Samsung Handsets and AT&T's new Video Sharing Service
NMS Communications is an OEM-supplier to a wide variety of telecom players, so I always have interesting knowledge that I can't write about in this blog. That's particularly the case with IMS handsets. Those who are paying attention (like Dean Bubley) realize that rich IMS services are being delayed awaiting IMS handsets. Since NMS supplies IMS handset software to various handset vendors, very few of which are public, I know something about IMS handsets and handset availability — but usually I can't say anything...
However, with yesterday's Video Sharing announcement by AT&T, the last remaining piece in one set of our activities is now public, as AT&T provided information on their new IMS-based service, including the handsets it works with.
The Samsung handsets on the AT&T web page use our IMS client software. Lucent (now Alcatel-Lucent) provides the IMS services infrastructure for AT&T (formerly Cingular) and indeed we had to do extensive interoperability testing with Lucent. All this was well in hand in February 2006 when the NMS-Openera-Samsung press release went out, and yet it will be late this summer before AT&T Video Sharing service will be available in Boston. Furthermore, Video Sharing is only of many IMS services that are possible with the Samsung handsets.
The good news is AT&T worries about their brand, so we can be sure their Video Sharing service will be robust. The bad news is, there are all sorts of latent service capabilities in those handsets that have yet to see the light of day. Meanwhile thousands of Internet-based services have popped up — many have failed, but the net rate of innovation is impressive.

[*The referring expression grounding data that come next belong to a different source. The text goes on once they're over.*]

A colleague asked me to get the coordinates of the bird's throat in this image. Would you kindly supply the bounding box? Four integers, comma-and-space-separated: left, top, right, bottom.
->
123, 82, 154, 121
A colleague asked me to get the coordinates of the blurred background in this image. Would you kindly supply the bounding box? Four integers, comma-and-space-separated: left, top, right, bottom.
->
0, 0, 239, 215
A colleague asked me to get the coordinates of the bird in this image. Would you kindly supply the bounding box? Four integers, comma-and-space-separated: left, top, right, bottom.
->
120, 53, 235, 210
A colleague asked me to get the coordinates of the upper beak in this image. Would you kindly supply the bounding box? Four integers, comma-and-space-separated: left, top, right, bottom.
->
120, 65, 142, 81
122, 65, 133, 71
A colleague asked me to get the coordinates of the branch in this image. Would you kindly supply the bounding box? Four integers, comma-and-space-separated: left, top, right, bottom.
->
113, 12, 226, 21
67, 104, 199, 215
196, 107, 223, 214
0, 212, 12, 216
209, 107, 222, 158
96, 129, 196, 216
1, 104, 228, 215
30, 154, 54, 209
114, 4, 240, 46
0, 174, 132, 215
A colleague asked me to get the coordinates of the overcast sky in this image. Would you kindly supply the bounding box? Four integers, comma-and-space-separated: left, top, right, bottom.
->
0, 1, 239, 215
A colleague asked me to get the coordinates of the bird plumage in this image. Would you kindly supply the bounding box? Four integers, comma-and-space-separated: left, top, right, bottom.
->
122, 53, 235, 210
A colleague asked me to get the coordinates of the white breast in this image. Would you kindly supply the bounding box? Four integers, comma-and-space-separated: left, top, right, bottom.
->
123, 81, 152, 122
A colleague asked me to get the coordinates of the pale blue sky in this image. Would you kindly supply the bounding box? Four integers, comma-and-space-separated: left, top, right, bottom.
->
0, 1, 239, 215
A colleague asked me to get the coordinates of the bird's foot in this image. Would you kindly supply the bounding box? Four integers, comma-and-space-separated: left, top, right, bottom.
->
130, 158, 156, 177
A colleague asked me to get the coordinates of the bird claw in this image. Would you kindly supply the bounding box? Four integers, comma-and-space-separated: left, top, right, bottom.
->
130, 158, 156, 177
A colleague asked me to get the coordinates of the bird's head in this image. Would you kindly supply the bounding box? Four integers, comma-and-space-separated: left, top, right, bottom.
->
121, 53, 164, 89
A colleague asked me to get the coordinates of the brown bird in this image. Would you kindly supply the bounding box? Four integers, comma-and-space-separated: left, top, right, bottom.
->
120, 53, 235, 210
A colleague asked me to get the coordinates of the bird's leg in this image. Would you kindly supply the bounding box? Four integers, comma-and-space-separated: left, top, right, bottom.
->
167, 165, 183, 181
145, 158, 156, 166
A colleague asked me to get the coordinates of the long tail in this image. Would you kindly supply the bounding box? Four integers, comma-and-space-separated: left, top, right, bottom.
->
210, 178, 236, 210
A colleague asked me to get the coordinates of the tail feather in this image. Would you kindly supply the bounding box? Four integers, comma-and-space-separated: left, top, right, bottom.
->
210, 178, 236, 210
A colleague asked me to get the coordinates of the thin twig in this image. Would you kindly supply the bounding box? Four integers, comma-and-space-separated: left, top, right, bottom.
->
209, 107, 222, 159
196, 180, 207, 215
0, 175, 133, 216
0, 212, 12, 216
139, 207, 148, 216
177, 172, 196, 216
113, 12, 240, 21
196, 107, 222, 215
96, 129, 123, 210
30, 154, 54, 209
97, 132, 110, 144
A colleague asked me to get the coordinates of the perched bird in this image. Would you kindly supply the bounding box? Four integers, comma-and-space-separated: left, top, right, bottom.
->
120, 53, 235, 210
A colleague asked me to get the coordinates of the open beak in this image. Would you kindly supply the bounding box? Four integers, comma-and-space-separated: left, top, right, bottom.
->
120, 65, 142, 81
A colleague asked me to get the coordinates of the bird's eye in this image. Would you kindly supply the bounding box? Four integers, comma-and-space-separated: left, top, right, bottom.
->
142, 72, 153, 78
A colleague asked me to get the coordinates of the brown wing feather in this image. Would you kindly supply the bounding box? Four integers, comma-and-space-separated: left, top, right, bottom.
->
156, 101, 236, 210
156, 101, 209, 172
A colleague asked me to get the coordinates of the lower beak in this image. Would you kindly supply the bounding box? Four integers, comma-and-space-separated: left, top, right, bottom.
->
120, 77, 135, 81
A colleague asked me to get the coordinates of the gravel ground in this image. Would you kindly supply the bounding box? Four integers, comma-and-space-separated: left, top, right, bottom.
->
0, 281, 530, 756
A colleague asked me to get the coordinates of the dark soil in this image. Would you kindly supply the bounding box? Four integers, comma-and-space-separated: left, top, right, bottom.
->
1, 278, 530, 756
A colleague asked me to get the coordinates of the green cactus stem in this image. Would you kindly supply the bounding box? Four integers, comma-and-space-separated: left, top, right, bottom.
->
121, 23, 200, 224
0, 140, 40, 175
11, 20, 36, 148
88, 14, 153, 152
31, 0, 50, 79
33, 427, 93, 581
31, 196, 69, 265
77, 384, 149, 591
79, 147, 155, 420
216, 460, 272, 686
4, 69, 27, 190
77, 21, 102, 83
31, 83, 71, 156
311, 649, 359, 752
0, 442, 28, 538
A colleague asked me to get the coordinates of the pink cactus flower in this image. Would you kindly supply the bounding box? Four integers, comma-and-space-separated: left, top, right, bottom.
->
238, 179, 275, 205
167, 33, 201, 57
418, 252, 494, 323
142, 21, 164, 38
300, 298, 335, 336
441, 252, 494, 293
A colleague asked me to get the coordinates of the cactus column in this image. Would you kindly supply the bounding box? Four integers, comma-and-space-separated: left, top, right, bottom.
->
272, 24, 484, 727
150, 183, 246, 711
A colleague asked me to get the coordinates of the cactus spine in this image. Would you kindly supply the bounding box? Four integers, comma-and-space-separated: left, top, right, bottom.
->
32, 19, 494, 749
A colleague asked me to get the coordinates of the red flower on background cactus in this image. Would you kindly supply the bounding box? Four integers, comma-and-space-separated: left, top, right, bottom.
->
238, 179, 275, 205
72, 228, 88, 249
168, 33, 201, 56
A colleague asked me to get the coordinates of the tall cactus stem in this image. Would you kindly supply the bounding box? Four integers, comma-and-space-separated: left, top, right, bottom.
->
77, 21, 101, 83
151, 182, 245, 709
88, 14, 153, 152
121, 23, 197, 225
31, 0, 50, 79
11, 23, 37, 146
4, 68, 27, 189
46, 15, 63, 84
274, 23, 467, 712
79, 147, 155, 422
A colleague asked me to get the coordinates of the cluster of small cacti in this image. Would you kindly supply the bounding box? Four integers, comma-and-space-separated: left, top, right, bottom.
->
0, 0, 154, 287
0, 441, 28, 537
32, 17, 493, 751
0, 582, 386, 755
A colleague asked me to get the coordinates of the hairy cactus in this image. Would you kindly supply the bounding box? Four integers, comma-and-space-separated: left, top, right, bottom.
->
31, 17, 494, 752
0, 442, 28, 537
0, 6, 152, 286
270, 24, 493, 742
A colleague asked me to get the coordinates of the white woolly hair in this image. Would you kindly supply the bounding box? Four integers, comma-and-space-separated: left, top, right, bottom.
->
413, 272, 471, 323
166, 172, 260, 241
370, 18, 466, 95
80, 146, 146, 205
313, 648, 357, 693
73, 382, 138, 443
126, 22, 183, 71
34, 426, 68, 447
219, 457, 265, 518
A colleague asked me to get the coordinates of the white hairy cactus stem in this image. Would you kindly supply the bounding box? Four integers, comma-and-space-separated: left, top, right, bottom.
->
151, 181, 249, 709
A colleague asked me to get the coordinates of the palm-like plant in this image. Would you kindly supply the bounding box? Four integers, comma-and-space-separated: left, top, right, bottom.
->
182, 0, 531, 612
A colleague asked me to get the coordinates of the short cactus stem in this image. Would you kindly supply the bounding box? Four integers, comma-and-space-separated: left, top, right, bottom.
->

When I look back at more than a decade of the Intelligent Network, it spawned a few widely deployed services, e.g. free phone service, premium rate service, mobile telephony (HLR/VLR), corporate VPNs, etc. The services that were deployed were robust and scaled extremely well, but there were so few.
For now, IMS appears to be on the same track, unfortunately...
Before the end of 2007, I hope to be able to talk about a major shift in the world of handset software. Things might look a bit different in 2008.